Please note in the close up image, at the bottom of the page, Greg Long inserts his own wording:

"Copy of note dated, December 29, 1967, to Roger Patterson from Vilma Radford threatening legal action for breach of contract."

Breach of Contract and Embezzlement are in different leagues all together. A suit for Breach of Contract is not handled in the criminal courts, this is a civil matter. Embezzlement is a criminal matter, and most often you are charged with a felony and sent to prison. There are no "fines" involved with a "Breach of Contract" suit, and Roger Patterson would not even have to show up for such a matter, if he agreed with Vilma that he owed her the money.

If you have a suit brought against you for "Breach of Contract," and you "fail to appear" the judge simply enters what is called a "default judgment" - basically, your failure to appear (in court) and defend yourself against the action means you are saying, "I owe the money." Had Roger Patterson shown up that day, to defend himself against this action, Vilma Radford's attorney fees would have been much higher than what she did end up paying out.

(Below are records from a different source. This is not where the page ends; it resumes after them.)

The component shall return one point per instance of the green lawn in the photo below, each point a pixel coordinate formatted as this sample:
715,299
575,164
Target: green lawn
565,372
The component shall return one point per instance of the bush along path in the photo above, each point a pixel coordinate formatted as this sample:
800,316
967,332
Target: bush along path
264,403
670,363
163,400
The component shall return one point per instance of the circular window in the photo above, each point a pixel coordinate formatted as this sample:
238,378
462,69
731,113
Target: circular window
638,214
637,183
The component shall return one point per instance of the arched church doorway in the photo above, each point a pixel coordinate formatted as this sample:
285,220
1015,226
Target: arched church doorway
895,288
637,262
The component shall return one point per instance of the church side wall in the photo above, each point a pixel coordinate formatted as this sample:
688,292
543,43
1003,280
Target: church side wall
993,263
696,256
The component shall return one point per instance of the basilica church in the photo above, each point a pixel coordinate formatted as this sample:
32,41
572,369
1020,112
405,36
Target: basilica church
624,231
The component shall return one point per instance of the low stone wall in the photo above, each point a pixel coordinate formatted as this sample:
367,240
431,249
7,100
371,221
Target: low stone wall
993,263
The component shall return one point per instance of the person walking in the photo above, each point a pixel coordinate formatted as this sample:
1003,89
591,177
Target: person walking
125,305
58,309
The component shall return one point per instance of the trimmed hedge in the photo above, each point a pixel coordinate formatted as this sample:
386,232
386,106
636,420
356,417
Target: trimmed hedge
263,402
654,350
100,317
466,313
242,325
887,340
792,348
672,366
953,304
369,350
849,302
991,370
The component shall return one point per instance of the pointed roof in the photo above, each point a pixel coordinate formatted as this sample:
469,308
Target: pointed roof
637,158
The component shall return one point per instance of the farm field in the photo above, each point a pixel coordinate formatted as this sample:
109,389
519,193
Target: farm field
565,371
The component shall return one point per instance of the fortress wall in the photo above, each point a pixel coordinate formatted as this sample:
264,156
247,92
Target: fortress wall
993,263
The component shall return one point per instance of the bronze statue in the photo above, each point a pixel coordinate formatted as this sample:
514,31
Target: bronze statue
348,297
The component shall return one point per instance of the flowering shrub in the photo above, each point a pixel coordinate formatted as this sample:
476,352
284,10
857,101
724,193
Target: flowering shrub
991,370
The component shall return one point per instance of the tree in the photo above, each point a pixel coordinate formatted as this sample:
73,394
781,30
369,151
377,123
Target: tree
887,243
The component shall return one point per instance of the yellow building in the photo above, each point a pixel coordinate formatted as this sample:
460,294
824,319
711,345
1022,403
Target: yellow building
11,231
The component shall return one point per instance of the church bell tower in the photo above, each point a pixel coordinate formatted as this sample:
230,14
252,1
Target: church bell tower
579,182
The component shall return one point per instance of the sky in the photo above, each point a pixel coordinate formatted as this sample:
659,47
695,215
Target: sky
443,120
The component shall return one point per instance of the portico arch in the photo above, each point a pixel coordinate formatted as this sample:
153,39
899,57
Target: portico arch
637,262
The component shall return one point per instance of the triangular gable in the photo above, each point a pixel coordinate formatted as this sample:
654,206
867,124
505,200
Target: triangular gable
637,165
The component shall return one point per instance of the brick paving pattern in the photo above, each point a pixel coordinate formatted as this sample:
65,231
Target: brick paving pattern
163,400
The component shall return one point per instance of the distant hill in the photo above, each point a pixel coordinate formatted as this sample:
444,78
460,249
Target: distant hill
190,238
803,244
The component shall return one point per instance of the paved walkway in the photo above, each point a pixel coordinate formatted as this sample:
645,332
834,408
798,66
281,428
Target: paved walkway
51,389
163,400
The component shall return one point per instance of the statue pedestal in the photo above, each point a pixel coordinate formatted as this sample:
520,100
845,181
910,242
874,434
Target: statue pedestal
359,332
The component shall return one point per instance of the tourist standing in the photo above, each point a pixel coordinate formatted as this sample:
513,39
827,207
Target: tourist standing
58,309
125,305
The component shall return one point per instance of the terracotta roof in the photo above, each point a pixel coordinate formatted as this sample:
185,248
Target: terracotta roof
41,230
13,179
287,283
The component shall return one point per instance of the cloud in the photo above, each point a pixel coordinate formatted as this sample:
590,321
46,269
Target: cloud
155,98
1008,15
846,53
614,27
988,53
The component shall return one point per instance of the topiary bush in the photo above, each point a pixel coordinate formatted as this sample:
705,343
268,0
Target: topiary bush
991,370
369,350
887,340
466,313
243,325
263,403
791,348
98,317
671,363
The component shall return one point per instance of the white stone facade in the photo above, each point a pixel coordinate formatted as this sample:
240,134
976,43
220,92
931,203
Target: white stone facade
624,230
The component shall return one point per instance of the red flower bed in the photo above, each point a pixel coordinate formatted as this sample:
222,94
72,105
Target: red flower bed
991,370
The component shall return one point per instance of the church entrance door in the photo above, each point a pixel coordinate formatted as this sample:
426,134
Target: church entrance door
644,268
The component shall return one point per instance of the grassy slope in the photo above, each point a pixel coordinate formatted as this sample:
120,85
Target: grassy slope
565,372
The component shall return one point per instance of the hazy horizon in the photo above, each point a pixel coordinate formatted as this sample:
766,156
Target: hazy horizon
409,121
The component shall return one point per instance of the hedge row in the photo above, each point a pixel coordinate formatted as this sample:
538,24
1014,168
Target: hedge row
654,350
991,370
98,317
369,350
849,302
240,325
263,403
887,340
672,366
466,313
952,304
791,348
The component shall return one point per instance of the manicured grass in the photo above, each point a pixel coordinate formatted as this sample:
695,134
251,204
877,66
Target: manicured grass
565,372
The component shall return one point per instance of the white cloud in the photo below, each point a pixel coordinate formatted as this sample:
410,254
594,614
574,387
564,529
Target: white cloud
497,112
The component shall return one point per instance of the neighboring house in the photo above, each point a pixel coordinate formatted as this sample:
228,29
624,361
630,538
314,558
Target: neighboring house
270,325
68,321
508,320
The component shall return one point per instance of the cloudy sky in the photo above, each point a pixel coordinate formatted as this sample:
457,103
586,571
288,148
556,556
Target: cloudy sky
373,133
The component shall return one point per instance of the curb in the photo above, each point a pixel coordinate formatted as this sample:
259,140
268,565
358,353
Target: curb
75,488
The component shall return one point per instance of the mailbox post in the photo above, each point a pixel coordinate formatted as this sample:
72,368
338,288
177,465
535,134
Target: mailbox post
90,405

The only thing I am curious about at this point is why the judge didn't order a seperate judgment (from the $999.00) for attorney fees.. That is curious to me, as the contract between Vilma and Patterson, calls for Patterson to pay attorney fees.

But, this is not a criminal matter, and it is not correct at all to call this particular case "Embezzlement," as I said two very different ball games entirely.

I also found the arrest warrant for Roger Patterson on charges of "Grand Larceny" on page 168 of Greg Long's book. As far as I am concerned however, this is a non-issue, as it has been said the charges were dropped. There was not even a trial. The only way we will know why the charges were dropped is to get the Court Transcripts, the reason may be in there.

In this country we are, "Innocent until Proven guilty." Whether you like Roger Patterson or not, he is still entitled to his day, the District Attorney in this case, made the decision to drop, therefore Roger Patterson never even seen trial. We can speculate all we want as to, "Why?" But, unless we have the court transcripts, that is all it is. Even if we can get the transcripts and find out why the case was dropped, it STILL does not make Roger Patterson guilty of a Felony. You can think he is a bad person, but your "feelings" do not make it so. We are not the judge and jury of Roger Patterson.

We should be careful when discussing issues such as this, to be certain our comments and accusations are correct. Kitakaze blew it big time on this one, and for his sake I hope Roger Patterson's widow doesn't catch wind of this ... or for that matter, her Attorney.

Just thought I would share this with you. Have a great day everyone.

*Disclaimer: The comments above are not legal advice, and should not be taken as such. If you need legal advice, please contact an attorney.*


  • At 2:23 PM, Anonymous Anonymous said…

    Patterson sold 200% of the rights to "Bigfoot: America's Abominable Snowman" according to Radford.